YMMV and All the Best!
JE
. . . I'm the only one qualified to judge whether or not I am wasting my time.
This is true but, by the same token, I'm the only one qualified to judge whether you're wasting mine. The answer is yes because your approach is not sceptical (which is fine) but Philistine, i.e. ill-informed and irritatingly self-serving.
You bang on as if the issues JS was discussing were exotic, away-with-the-fairies stuff that no-one had ever encountered before and had credibility in audio circles such as AA only because participants (excepting you of course) are too naive to ask what you deem to be clever questions.
On the contrary, though he explains his points unusually well, they are familiar enough even to people who are (or, in my case, were) even peripherally involved in the minutiae of electronic design in the instrumentation field.
I first became involved with DACs over 40 years ago though (obviously) not in the audio sector. Nothing JS describes runs counter to my preliminary experiences way back then or to my somewhat wider exposure since.
So, instead of lecturing the rest of us on how dumb we are, why not tootle off, do some reading on the issues and come back when you have a bit more understanding and perhaps a more positive contribution to make?
Otherwise, you risk losing your credibility with some stray dog from Hydrogen Audio - who has no tools at his disposal to even repeat the experiment, let alone interpret the results.
Hey, feel free to ignore my posts. My nick is pretty distinctive so it should be no surprise to you if you click on something I've posted.
With regard to JS's articles, my complaint is that he never ties his theories to reality. For example, there is a lot of hand waving about jitter. At one point he says: "The spectrum of this noise and jitter has a VERY strong component at either 1KHz or 8KHz, both of which are directly in the audio range." I'm not saying this is untrue, but I am asking just how much jitter and noise are we talking about here? Is this something to worry about or can it be ignored? JS never tells us. "VERY strong" is not data. "VERY strong" is a value judgment. Why am I a bad guy for wanting to see some data so I can make my own value judgment? How is asking for some data "lecturing the rest of us on how dumb we are?" Read the comments to JS's articles. I'm not the only one who was dissatisfied with them. I'll happily concede that JS's articles raise interesting engineering questions. What I want to know is whether or to what extent those questions have been answered by current technology. Oddly enough, whenever I read a review of a current component that includes a jitter and noise measurement, the jitter and noise levels always seem to be vanishingly low. Where are these lions and tigers and bears I'm supposed to worry about? Has current engineering extirpated them?

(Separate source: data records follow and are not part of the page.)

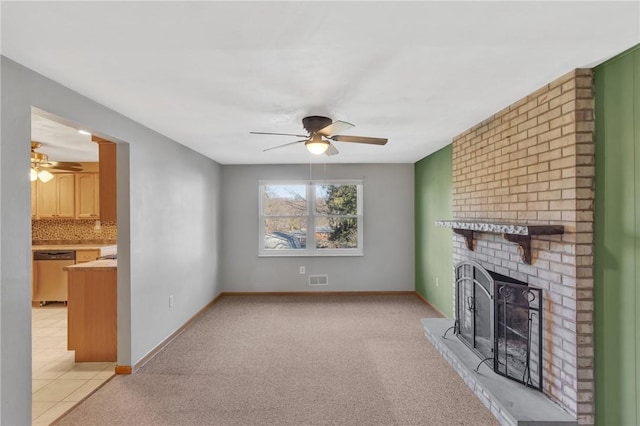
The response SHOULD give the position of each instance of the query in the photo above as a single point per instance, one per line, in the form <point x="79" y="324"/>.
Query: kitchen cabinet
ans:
<point x="87" y="196"/>
<point x="56" y="198"/>
<point x="83" y="256"/>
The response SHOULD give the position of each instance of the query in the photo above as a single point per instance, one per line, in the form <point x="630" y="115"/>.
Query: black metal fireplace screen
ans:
<point x="499" y="318"/>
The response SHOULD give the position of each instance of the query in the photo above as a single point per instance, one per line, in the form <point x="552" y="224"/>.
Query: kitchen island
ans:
<point x="92" y="310"/>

If the interior of my PC is the blasted moonscape JS and others on this forum seem to think it is, how come beautiful music comes out of it when I turn it on? For that matter, why does it even turn on?

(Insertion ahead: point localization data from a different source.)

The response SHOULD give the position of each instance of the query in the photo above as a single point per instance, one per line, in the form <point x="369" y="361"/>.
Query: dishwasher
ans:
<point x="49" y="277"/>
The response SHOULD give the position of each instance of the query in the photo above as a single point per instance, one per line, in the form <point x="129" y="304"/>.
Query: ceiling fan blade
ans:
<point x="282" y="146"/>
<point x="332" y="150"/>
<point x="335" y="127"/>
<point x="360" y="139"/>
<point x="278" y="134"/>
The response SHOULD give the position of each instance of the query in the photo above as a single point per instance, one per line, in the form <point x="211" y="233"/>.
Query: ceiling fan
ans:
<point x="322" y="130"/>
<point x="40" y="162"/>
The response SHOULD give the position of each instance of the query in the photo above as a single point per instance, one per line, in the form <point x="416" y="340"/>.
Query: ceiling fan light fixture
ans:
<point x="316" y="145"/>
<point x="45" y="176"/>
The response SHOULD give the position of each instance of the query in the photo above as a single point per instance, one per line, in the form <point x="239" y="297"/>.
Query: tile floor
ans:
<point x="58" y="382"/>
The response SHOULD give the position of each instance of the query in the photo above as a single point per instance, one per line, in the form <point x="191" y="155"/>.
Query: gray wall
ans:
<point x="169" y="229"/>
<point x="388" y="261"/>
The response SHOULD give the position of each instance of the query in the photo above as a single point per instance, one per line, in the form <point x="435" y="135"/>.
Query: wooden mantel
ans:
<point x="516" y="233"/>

What's your idea of a "more positive contribution?" Sucking up to the inmates who post tales of magical SATA cables or $60 a piece thimbles? Perhaps my skepticism is a positive contribution to this forum. No one should get too complacent. People should be ready to defend their positions. Lord knows I've done enough of that since I started posting here.
JE
I guess you need proof that no one here can give you. Not even John Swenson.
I guess the best thing for me to is ignore your posts.